Cet élargissement du recrutement, des formations dispensées et des compétences acquises se traduisit par un élargissement concomitant des débouchés accessibles aux chartistes. Certes, les carrières de conservateurs restèrent de loin les plus courantes, mais de plus en plus de chartistes s’orientaient vers la haute administration ou le journalisme, la politique ou les affaires ou, ce qui nous intéresse ici, l’enseignement supérieur dans les facultés des lettres ou de droit, le Collège de France ou l’École pratiques des Hautes Études, en priorité, évidemment, dans les domaines de l’histoire ou de la littérature médiévales. Se fondant sur les listes d’anciens élèves, on a calculé qu’en 1899, si 41 % d’entre eux étaient conservateurs, 10 % faisaient carrière dans l’enseignement supérieur  : c’est à la fois peu et beaucoup. Quelques-uns de ceux qui passèrent à l’université, y occupèrent des positions de premier plan, comme Auguste Himly, doyen de la Faculté des lettres de Paris de 1881 à 1898, ou Charles Petit-Dutaillis, recteur de l’Académie de Grenoble de 1908 à 1916, d’autres, comme Charles-Victor Langlois à Paris ou Léon Clédat à Lyon, furent des professeurs éminents dont le succès s’explique par ce qu’ils apportaient dans les facultés de l’esprit positiviste et de la méthode chartiste qui caractérisaient depuis longtemps l’enseignement de l’École. La plupart acceptèrent cependant de se plier aux traditions universitaires, notamment en passant l’agrégation. Exceptionnel fut sans doute Ferdinand Lot qui, tout en devenant docteur ès-lettres puis professeur d’histoire médiévale à Paris, ne passa aucun examen ou concours universitaires et critiqua vertement dans divers essais publiés à partir de 1892 le caractère sclérosant de ces exercices académiques qui ne privilégiaient selon lui que la routine pédagogique et les savoir-faire rhétoriques.

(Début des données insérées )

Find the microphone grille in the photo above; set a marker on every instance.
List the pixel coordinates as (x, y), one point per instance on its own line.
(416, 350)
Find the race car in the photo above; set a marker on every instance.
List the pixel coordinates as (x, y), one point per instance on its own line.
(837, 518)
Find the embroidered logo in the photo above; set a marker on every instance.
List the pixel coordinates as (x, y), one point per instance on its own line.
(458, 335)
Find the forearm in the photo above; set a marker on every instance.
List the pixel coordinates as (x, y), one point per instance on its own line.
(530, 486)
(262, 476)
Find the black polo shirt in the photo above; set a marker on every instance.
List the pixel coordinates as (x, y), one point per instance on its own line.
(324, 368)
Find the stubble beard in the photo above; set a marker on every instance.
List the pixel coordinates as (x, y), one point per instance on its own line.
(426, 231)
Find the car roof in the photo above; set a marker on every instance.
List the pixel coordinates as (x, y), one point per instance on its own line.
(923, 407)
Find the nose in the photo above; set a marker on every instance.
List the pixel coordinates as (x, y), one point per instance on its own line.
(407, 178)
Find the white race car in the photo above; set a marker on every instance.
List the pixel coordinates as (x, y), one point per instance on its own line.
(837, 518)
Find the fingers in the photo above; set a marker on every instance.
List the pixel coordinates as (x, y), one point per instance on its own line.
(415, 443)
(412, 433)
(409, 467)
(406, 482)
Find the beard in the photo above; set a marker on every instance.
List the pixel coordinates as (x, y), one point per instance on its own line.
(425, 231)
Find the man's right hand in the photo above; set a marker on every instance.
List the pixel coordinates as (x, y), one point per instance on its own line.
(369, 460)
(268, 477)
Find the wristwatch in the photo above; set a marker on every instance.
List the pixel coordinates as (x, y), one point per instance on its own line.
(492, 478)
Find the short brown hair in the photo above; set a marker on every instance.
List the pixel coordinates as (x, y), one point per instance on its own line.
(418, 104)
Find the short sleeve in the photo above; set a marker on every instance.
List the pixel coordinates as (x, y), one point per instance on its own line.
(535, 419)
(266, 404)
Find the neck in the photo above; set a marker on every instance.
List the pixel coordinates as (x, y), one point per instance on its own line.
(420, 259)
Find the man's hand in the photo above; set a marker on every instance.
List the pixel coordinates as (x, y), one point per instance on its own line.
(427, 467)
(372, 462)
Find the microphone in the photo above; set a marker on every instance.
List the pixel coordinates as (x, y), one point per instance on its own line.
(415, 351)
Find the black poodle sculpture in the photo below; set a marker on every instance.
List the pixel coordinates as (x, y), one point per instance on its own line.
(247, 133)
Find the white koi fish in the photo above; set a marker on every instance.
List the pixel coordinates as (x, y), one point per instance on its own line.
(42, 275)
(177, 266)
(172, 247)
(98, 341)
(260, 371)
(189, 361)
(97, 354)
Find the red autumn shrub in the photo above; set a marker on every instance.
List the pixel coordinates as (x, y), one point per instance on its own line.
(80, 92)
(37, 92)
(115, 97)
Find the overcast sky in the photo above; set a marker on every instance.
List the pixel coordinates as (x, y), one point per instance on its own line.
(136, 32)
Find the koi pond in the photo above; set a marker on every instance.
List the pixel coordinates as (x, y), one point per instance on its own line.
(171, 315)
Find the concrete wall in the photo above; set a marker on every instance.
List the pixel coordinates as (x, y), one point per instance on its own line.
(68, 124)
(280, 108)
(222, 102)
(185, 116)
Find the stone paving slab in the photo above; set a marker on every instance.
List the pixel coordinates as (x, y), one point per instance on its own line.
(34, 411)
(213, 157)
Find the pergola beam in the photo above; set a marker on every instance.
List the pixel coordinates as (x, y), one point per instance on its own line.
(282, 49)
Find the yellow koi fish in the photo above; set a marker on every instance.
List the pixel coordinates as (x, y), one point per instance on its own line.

La circulation entre l’École des chartes et l’université n’était d’ailleurs pas à sens unique car de nombreux auditeurs libres assistaient aux cours de l’École. Ces auditeurs libres semblent avoir été nombreux. Ils venaient chercher là un précieux complément de formation dans les disciplines les plus techniques, telles que la paléographie, la diplomatique et la philologie qui, il faut le reconnaître, ne prirent jamais vraiment pied dans les facultés françaises  ; il s’agissait en somme d’une démarche comparable à celle qui poussait d’autres auditeurs – ou les mêmes – vers les séminaires de l’École pratique des Hautes Études.

Le temps imparti ne me permet pas de pousser plus avant, mais peu importe, car dès la veille de la Première Guerre mondiale, l’essentiel était là  : non seulement l’École des chartes avait atteint sa pleine maturité et acquis une véritable notoriété nationale et internationale, mais elle s’était taillée une place reconnue dans l’ensemble du système universitaire français  ; elle avait noué des liens personnels forts avec les facultés et certaines Grandes Écoles, sans pour autant renoncer à son autonomie et à sa spécificité, qui en faisait une «  exception française  » unique en Europe. En ce qui la concerne, le projet d’une fusion au sein de la Sorbonne, comme cela s’était fait en 1903 pour l’École Normale Supérieure, s’il a jamais existé, n’a pas été suivi d’effet.

En 1897, l’École des chartes avait été transférée de ses anciens locaux des Archives dans ceux de la «  Nouvelle Sorbonne  » en voie d’achèvement. Dans cette Nouvelle Sorbonne, parmi les médaillons qui ornaient le grand Salon du Conseil académique, centre symbolique de la nouvelle université de Paris, à côté de ceux évoquant les cinq facultés parisiennes (lettres, droit, sciences, médecine, pharmacie), un sixième représentait l’École des chartes.

Membre à part entière de l’université de Paris, donc  ? Pas tout à fait. L’École elle-même était d’ailleurs logée à l’autre extrémité du bâtiment, avec une entrée indépendante. Voisine, amie sans doute, mais bien distincte.